The post-Covid boom in the bicycle sector fuelled the revenues of Accell Group in 2020, which soared by 17.0 percent organically from the previous year to €1,296 million, thanks mainly to sustained high demand for bicycles, parts and accessories across Europe. The results do not include the group’s former operations in North America, which Accell divested last year to focus on Europe.

The management said that it saw a solid recovery and sustained high demand in the second half of the year after bike shops across the continent reopened following the first lockdowns. The growth was broad-based, with strong contributions from e‐bikes, e‐cargo bikes, parts & accessories. The growth in the bicycle segment came in at 10.9 percent, with e‐bikes and cargo-bikes up by 15 and 43 percent, respectively. Sales of traditional bikes declined by 10 percent.

This strong top-line growth, combined with efforts to reduce costs, led to a 45.4 percent increase in the underlying operating profit (Ebit) to €79.7 million. The owner of bicycle brands Babboe, Batavus, Ghost, Haibike, Lapierre, Winora and others saw its net profit for the year reach €64.8 million, compared with €2.8 million the previous year. Meanwhile, the Dutch-based group rolled out improved digital brand platforms such as in Britain and implemented CRM across the group.

The growth reached a level of 18.1 percent in the Benelux countries. Sales in Central Europe – including Germany, Switzerland and Austria – showed a slight decline of 0.4 percent. The region’s strong sales recovery in the second half of the year was hampered by the lower availability of bikes from the group’s suppliers. In the rest of Europe – mainly the U.K., the Nordics and France – Accell saw sales jump by 28.1 percent.

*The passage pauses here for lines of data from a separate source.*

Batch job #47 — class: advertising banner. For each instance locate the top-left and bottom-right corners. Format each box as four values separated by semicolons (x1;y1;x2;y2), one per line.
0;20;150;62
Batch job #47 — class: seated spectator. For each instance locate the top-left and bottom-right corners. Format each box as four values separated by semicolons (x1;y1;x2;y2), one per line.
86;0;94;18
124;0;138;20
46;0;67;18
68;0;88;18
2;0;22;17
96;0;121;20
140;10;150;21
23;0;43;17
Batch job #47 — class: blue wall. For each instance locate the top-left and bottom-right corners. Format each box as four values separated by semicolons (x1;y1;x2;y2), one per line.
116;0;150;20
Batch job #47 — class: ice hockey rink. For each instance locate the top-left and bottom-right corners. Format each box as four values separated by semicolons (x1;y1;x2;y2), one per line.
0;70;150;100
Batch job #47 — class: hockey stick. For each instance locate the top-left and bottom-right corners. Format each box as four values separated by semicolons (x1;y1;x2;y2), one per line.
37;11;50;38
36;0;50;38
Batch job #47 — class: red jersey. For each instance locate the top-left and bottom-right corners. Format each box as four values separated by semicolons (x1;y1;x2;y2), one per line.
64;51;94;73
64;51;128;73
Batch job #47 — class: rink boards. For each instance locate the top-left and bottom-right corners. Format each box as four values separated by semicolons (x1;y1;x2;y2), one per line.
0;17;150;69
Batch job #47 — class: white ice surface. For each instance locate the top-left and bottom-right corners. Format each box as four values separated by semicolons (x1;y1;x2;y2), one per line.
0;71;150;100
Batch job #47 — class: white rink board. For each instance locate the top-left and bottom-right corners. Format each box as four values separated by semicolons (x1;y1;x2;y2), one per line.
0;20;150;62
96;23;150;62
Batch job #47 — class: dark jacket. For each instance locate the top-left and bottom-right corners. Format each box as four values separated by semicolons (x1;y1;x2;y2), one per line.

The Parts & Accessories business recorded a sales increase of 36.2 percent, driven by strong sales to dealers and online shops across Europe.

The group said that there is some uncertainty in the short term about the effects of the pandemic on its facilities, shop openings and consumer behavior. Customer orders have continued to be strong so far in 2021, but an increase in lead times and delayed deliveries from component suppliers, combined with logistical disruptions, are expected to drive a shift from the first half to the second half of 2021, as it did in 2020.

Accell has arranged an additional credit facility of €115 million to create a financial buffer that will secure liquidity access. In return, the company has agreed to amend its loan covenants and to distribute no dividends for the 2020 financial year.